At the age of 27, I waited in line outside of a Best Buy to try and buy a new laptop for school, as mine had broken. My ex-boyfriend and I had just broken up and I was trying to fiscally survive on my own. I had no family support. I worked so I couldn’t be at school all the time writing papers – especially since we didn’t have a 24 hour computer lab at my community college. The online deals weren’t cheap enough – I had to go stand in line the day after Thanksgiving in order to afford a computer to continue on with school. My only previous experience with Black Friday shopping was online on occasion, but I mostly avoided the online aspects of the corporate holiday as well. I was aware of the news stories and the media hype surrounding Black Friday sales and I honestly didn’t know what to expect while waiting in line. Best Buy had three computers I could afford – if I didn’t get my first choice, I was hoping my second or third choice would be available. Best Buy was also offering huge deals on large screen T.V.s, an X-Box and Playstation bundle, and a ton of smaller “door buster” deals for the people first through the door at midnight.
What I found – well, it was camaraderie and warmth, despite the cold dark night outside of the Best Buy. One of my classmates joined in and we brought a blanket, some warm jackets, some books, a flashlight, and a travel scrabble game. He was younger than I was – about the age of 21. Of the people waiting in line, most were somewhere between our age ranges – early to late 20’s, and in need of one of the cheap electronic devices being offered by the store. While there were plenty of people there for T.V.’s and video game bundles, the first thing to go were the laptops, school supplies, and toys for children. When people sat, and then stood, in these lines for hours, it wasn’t for greed but to get something they needed (and yes, entertainment is something we all need – I prefer books to video games, but being poor doesn’t mean one doesn’t deserve some sort of entertainment to blow off steam or relax after a hard day’s work) or for someone else in their life. The people around us didn’t bring much to do – so we got into teams and played scrabble. When the store employees came out at 11:30 p.m. with tickets for the promised items and went through the line in order and let people know what was still left, everyone was thankful for how organized the employees were and didn’t fight, nor threaten, nor go after someone else if the last item was taken. I got my third choice in laptop but it worked for a good four years before I had to seek out a replacement. Once we entered the store, the employees had it set up to where we’d take our tickets to the correct area, obtain our item, pay, and leave. There were lines set up for people who wished to shop for other, non-limited items as well.
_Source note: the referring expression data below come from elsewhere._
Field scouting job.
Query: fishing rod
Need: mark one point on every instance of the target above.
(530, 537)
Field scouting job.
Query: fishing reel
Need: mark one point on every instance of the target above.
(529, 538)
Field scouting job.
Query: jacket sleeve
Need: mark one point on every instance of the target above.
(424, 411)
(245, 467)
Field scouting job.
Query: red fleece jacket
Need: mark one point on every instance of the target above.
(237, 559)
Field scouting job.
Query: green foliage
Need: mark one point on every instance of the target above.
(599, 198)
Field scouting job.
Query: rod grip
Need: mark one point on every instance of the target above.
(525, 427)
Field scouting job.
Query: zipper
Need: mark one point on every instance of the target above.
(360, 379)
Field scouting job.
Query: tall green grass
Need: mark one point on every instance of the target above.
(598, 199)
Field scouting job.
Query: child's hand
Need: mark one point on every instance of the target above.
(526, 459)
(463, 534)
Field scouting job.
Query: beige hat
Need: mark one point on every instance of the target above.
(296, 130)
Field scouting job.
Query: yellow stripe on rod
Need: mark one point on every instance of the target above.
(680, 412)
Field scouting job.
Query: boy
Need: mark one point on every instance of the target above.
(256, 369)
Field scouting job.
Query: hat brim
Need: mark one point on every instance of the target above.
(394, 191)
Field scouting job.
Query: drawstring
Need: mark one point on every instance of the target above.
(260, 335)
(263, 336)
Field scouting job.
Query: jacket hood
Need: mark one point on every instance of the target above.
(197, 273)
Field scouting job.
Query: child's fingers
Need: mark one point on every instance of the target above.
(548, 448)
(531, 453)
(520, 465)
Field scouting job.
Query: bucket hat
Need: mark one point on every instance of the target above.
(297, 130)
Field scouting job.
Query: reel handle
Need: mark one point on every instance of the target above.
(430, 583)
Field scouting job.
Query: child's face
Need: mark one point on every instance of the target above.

After all was said and done, my friend and I were home by 1:30 a.m. and got some rest. Our Black Friday experience as shoppers wasn’t bad – and, as a whole, those of us shopping that day at that store did our best to treat the employees well. So, ignore the media hype and don’t blame shoppers nor employees this Black Friday; instead, look to the corporations and their inflated prices, their subpar products, and the fact that they still make a profit off of Black Friday sales while making their employees work overnight and hardworking people without spare cash line up, in the cold, outside of a big-box store, in order to survive in this technology-driven world.